Researchers in east and southern Africa parks were wondering why they didn't see more lions. They recently found that prey animals reproduce less when living in more crowded conditions, and that lions' numbers are consequently affected by having less prey. This pattern remained consistent across a range of ecosystems, which, according to a news release, suggests that this could be a new law of nature. 

"I went to high school in Zimbabwe and spent vacations in the national parks there," Ian Hatton, lead author and Ph.D. student at McGill University, said in the release. "When I began my Ph.D. in biology at McGill, I wanted to go back and compare whole communities of African animals across protected ecosystems to see how the numbers of carnivores are related to their herbivore prey at the scale of whole landscapes. So I gathered all the animal census data I could for parks in east and southern Africa."

When Hatton and his colleagues calculated the number of herbivores and carnivores found throughout these parks, they found an unexpected, consistent relationship between predators and their prey.

"Until now, the assumption has been that when there is a lot more prey, you'd expect correspondingly more predators," Hatton said in this release. "But as we looked at the numbers, we discovered instead, that in the lushest ecosystems, no matter where they are in the world, the ratio of predators to their prey is greatly reduced. This is because with greater crowding, prey species have fewer offspring for every individual. In effect, the prey's rates of reproduction are limited, which limits the abundance of predators."

The researchers extended their study, examining predator-prey relationships in the Indian Ocean, the Canadian Arctic and tropical rainforests. In total, they analyzed plant and animal data from more than 1000 studies conducted over the past 50 years.

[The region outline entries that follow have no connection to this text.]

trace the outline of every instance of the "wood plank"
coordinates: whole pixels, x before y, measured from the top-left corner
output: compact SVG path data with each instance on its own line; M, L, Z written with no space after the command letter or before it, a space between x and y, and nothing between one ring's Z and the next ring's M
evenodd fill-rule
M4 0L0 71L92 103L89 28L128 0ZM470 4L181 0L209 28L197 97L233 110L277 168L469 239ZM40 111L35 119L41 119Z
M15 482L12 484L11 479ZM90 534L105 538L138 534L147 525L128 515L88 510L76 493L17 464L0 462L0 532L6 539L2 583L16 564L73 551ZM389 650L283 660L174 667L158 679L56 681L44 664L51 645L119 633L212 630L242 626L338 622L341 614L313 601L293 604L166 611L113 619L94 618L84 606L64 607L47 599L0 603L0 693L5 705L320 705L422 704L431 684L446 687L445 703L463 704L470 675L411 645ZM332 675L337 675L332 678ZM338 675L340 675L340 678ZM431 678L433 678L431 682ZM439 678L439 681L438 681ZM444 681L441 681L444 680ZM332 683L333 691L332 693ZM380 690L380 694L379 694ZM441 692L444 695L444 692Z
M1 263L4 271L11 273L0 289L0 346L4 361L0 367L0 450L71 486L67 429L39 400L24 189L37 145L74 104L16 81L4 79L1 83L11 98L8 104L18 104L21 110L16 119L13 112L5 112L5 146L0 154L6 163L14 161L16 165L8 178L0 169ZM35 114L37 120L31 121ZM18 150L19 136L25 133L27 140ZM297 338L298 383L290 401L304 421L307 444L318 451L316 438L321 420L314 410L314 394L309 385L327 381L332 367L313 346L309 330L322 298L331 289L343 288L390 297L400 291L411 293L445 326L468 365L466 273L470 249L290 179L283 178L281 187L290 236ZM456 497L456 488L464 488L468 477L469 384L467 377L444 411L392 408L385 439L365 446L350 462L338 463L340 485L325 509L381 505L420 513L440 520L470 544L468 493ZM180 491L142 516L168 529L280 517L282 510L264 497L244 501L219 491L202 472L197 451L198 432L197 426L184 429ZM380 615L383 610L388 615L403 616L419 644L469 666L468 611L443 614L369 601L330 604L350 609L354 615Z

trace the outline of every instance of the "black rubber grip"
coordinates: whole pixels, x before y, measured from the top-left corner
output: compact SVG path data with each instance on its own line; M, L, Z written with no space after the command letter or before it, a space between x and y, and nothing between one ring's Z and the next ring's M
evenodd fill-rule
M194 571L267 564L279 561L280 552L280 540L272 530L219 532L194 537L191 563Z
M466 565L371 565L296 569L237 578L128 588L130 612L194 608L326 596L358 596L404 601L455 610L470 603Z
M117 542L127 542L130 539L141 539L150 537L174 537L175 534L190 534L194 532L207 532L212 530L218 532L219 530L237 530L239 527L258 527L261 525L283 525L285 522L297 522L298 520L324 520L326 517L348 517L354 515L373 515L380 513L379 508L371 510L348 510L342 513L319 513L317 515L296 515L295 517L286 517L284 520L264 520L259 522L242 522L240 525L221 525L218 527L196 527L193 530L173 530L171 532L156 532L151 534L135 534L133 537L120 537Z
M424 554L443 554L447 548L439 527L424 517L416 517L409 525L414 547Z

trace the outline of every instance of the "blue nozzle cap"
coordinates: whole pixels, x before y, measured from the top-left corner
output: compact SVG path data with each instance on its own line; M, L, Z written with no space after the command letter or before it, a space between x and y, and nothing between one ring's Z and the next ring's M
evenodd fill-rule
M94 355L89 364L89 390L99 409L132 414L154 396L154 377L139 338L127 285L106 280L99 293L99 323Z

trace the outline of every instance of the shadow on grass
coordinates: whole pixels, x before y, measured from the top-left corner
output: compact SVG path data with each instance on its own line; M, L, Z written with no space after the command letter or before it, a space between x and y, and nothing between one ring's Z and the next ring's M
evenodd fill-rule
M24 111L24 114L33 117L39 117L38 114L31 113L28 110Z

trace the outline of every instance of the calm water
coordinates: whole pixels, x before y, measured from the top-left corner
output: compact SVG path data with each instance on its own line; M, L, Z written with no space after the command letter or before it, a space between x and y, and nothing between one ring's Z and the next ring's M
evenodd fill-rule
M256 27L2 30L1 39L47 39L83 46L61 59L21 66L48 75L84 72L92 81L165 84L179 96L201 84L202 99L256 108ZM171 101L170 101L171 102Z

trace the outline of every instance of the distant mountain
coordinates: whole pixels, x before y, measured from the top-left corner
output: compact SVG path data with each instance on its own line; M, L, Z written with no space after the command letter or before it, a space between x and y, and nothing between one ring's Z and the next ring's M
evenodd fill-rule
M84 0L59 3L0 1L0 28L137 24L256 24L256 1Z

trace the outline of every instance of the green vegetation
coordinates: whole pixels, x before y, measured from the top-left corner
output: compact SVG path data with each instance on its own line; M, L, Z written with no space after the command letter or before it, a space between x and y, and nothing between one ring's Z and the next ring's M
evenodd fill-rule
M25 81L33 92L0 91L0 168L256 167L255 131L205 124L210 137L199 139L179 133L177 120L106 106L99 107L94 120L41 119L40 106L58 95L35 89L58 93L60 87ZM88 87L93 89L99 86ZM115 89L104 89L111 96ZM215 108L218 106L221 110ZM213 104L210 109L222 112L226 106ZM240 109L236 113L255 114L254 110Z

Overall, the researchers found that rather than the numbers of predators increasing to match the available prey, predator populations are limited by the rate at which prey reproduce. According to their study, the researchers also found that growth patterns throughout whole ecosystems, where prey seemed to naturally reproduce less, were found to have similar individual growth patterns. 

"Physiologists have long known that the speed of growth declines with size," Jonathan Davies, co-author from McGill's Department of Biology, said in the release. "The cells in an elephant grow more than 100 times more slowly than those of a mouse."

Michel Loreau, co-author and adjunct professor in McGill's Biology Department, added in the release that, "The discovery of ecosystem-level scaling laws is particularly exciting. Their most intriguing aspect is that they recur across levels of organization, from individuals to ecosystems, and yet ecosystem-level scaling laws cannot be explained by their individual-level counterparts. It seems that some basic processes reemerge across levels of organization, but we do not yet fully understand which ones and why."

Their research was recently published in the journal Science.